Have you perhaps set something in the “Accessibility” settings of macOS?
https://discussions.apple.com/thread/254555162?sortBy=rank
You could also try setting a different screen resolution.
This is a move by Apple though…
Everything is set up so that I can switch everything to Linux immediately.
It would be nice to see an Apple Blender release with some standard MacOS and iPadOS UI elements…
Introducing this in a point update is even more terrible…
AFAIR a few contributors are already working on this.
Long, long ago when I left Adobe, I bought initial Pixelmator.
For me and my seldom usage it was great. I also bought
Affinity Photo later but mainly use Pixelmator anyway as it is
much simpler.
So if Apple bought Pixelmator to bring an own Pixel Editor,
that sounds great. Numbers, Pages, Pixelmator, …
But on the other side I think Apple so far avoided a Photoshop
clone to not start a war with Adobe. Do not see why this should
have changed or ended exactly now (?)
So maybe Apple is interested only at Pixelmator’s Photo Editing
App to improve iPhoto only (?)
And when I think of that I get angry.
Because once I bought Apple’s Aperture and it was amazing.
I loved it and did all my digital image organizing and editing
there.
Until Apple suddenly discontinued Aperture. This was no lossless
experience. Of course I still have my Raws and edited JPEGs,
but all my star ratings, parametric editing, key words … was gone.
I would have had to start from scratch.
So that I really gave up on serious digital imaging completely.
Therefore I am a bit skeptical and concerned about Apple buying
Pixelmator.
Someone over at Mastodon pointed out to me that there are still multiple workarounds…
- Go to System Settings ➔ Security and allow the app (recommended alternative).

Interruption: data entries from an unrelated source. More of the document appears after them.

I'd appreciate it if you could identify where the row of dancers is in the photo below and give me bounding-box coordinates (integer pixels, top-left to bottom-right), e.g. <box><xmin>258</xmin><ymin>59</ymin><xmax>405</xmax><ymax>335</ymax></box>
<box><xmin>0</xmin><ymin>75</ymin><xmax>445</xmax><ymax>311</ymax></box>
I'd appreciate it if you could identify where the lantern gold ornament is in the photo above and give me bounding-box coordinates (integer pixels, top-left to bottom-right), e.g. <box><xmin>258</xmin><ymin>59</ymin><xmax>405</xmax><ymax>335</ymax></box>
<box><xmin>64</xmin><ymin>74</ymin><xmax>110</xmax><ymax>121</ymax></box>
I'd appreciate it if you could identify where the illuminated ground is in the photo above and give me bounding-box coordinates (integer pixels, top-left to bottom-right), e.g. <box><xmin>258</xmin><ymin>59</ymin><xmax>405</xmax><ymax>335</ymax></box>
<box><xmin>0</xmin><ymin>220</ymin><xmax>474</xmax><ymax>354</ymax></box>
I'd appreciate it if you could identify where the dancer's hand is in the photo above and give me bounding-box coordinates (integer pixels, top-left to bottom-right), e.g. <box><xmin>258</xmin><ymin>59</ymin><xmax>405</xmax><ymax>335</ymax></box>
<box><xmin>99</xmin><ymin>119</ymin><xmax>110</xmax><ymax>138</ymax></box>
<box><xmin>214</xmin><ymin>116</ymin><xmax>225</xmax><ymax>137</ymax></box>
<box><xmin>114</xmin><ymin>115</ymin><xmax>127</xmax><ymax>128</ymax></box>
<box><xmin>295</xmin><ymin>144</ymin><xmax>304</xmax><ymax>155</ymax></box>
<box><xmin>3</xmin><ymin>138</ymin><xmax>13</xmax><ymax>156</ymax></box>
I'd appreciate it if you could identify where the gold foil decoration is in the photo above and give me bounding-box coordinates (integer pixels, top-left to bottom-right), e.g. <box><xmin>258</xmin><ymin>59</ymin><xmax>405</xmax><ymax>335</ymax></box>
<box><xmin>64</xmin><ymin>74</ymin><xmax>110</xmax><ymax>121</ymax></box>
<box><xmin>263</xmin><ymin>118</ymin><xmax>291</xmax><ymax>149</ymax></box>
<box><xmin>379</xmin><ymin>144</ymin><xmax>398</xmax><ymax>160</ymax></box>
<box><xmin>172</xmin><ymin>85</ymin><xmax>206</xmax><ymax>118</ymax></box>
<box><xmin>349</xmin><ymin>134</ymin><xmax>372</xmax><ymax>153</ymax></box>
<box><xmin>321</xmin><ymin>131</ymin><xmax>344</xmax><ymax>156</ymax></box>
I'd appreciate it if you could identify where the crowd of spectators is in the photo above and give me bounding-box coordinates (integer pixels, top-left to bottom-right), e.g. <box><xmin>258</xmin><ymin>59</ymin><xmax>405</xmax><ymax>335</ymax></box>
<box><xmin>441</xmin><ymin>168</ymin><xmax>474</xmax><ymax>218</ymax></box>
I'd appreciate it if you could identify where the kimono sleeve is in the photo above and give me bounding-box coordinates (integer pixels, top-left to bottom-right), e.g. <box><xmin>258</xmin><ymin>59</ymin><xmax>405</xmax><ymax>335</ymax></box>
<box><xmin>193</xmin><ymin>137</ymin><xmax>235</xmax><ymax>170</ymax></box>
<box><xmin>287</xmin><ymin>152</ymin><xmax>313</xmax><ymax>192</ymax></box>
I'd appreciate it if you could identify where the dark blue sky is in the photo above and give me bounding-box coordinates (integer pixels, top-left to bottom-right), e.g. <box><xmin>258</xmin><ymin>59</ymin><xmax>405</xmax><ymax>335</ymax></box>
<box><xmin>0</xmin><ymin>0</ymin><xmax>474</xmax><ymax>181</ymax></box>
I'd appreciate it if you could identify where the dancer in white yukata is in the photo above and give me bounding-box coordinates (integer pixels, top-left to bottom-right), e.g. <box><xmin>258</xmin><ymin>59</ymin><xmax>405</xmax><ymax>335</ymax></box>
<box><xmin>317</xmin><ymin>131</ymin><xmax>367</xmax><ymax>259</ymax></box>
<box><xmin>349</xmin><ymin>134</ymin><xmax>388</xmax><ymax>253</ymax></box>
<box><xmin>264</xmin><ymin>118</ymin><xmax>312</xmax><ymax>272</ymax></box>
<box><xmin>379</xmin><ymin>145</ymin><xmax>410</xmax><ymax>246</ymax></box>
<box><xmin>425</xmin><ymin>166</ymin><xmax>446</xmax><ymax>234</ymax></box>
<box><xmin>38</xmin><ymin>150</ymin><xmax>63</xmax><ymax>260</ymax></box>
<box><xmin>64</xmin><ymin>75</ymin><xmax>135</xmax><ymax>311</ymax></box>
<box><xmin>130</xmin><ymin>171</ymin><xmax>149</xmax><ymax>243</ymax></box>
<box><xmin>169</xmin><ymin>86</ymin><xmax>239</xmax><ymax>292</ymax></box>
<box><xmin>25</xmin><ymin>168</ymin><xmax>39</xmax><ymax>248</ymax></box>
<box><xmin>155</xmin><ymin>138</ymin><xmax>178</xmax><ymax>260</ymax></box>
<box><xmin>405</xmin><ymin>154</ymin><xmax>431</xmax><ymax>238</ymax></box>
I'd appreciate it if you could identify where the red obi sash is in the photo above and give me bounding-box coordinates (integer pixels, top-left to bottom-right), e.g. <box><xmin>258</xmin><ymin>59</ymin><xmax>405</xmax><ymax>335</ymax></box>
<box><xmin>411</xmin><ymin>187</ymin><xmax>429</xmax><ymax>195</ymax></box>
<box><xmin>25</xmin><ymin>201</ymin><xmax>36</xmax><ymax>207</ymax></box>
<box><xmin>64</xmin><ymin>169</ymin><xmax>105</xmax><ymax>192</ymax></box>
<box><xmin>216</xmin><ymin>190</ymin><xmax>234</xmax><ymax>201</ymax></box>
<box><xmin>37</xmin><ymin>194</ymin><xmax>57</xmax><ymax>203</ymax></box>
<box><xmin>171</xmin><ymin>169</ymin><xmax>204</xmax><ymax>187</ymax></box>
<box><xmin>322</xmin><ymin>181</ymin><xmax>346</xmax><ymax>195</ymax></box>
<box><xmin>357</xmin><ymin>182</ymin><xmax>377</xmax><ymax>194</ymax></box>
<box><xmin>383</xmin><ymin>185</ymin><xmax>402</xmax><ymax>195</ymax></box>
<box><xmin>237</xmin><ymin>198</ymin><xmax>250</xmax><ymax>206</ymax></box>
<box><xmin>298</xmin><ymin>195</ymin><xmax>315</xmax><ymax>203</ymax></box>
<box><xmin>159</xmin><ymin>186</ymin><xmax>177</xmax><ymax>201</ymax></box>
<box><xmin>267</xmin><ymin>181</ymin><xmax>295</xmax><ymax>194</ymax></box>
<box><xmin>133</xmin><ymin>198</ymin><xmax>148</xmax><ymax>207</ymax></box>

- Self-sign all your unsigned applications (geeky alternative).
- Disable the check from the command-line (insecure alternative).
Update with some more Geekbench GPU benchmarks arrived
BTW,
the pink M4 Ultra data is just interpolated by doubling M4 Max
data. Same for the binned versions, interpolated by core difference.
SoC prices are interpolated via base models and upgrade prices.
Conclusion,
the M4 unbinned Ultra should be 10 times faster than my M1 in
GPU Rendering.
Reminds me of when switching from last PC to Mac Pro 2.1 in 2007.
But at that time that cheese greater was not 10 times more expensive,
only 2.5-3 times …
yeah that was the day where an Apple acquisition truly concerned me.
Fact is Pixelmator is one of the best middle level image editors between Adobe Photoshop and Affinity Photo.
I truly hope Apple wont shut them down but rather further develop it.
If they want to bring back Aperture - never understood why they killed it - fine.
But keep Pixelmator this amazing quick photo editor.